Holness, who praised Seaga for his political training prior to his ascendancy, said that the late leader, as minister of development and culture, saw that Jamaican culture had value and could be monitored and teamed with the Government's social arm, the Social Development Commission (SDC), to create programmes like Things Jamaican.

The name Things Jamaican became synonymous over the years with quality Jamaican-made art and craft products. However, as the prime minister noted, while the company still exists under the Jamaica Business Development Company (JBDC) with which it will be able to attract national talent from the rural areas in the craft and cottage industries, it failed to fulfil its objectives despite the presence of the United Nations Development Programme(UNDP), and fell flat because of political differences through the years.

"The programme is still existing. It is trying to fulfil its mission. It is there trying to sell Jamaican products and will be brought under the Ministry of Culture, Gender, Entertainment and Sport or the Ministry of Industry, Investment and Commerce. It could convert culture into a product, not a commodity, that could be used in the development of the country," the prime minister explained.

"So you can understand why the country has to review its politics in the way it does today. When you look at things like that, it is now helpful because you have to accept that your politics is changing, and it is only when your politics changes that the outlook and circumstances of the country will change," he added.

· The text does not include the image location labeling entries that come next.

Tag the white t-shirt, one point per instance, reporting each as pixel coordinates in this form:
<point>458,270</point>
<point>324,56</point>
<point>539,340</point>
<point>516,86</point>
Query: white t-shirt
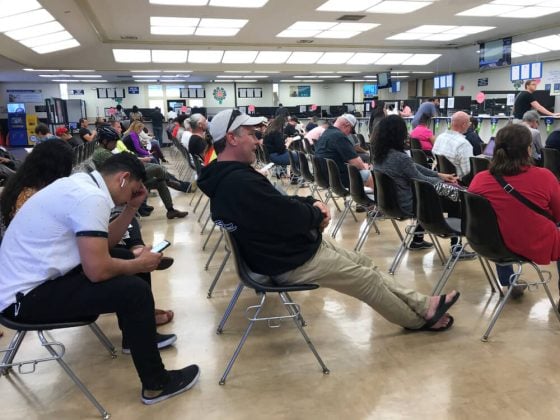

He said that previous prime ministers — including Michael Manley, PJ Patterson, Bruce Golding and Portia Simpson Miller — had also tried, in their very own way, to change those circumstances without success.

"To change politics what we need to do now is to get the people to believe that the politics is changing and bring them along with the changes, and using the old perspectives and the old outlooks to analyse the current situation before we carry you back to the old perspectives. You need to look at your politics," he insisted.

Other speakers at the tribute included Minister of Culture, Gender, Entertainment and Sport Olivia "Babsy" Grange, and the Minister of Local Government and Community Development Desmond McKenzie, both protégés of Prime Minister Seaga who was born on May 28, 1930. He was buried in National Heroes Park, in Kingston on June 23, 2019.

Floral tributes were laid by: Prime Minister Holness; Minister of National Security and Deputy Prime Minister Dr Horace Chang; former People's National Party (PNP) Minister Horace Dalley, who represented Opposition Leader Mark Golding; Dr Dunn, who represented Finance and the Public Service Minister Dr Nigel Clarke; Prudence Kidd-Deans, on behalf of the widow of Seaga; Senator Kamina Johnson Smith, minister of foreign affairs and foreign trade, who represented his children; Councillor Jermaine Hyatt, Kingston and St Andrew Municipal Corporation (KSAMC), representing the mayor of Kingston, Councillor Delroy Williams; Ann-Marie Spence-Heron, president of the Tivoli Gardens Football Club; Christopher Bovell, chairman of the Edward Seaga Research Centre; and Shayne Kerr, president of Generation 2000.

Performances were from: D Brunz, singing The Harder They Come; and the Tivoli Dance Troupe doing Revibration. Master of ceremonies was Oliver Watt.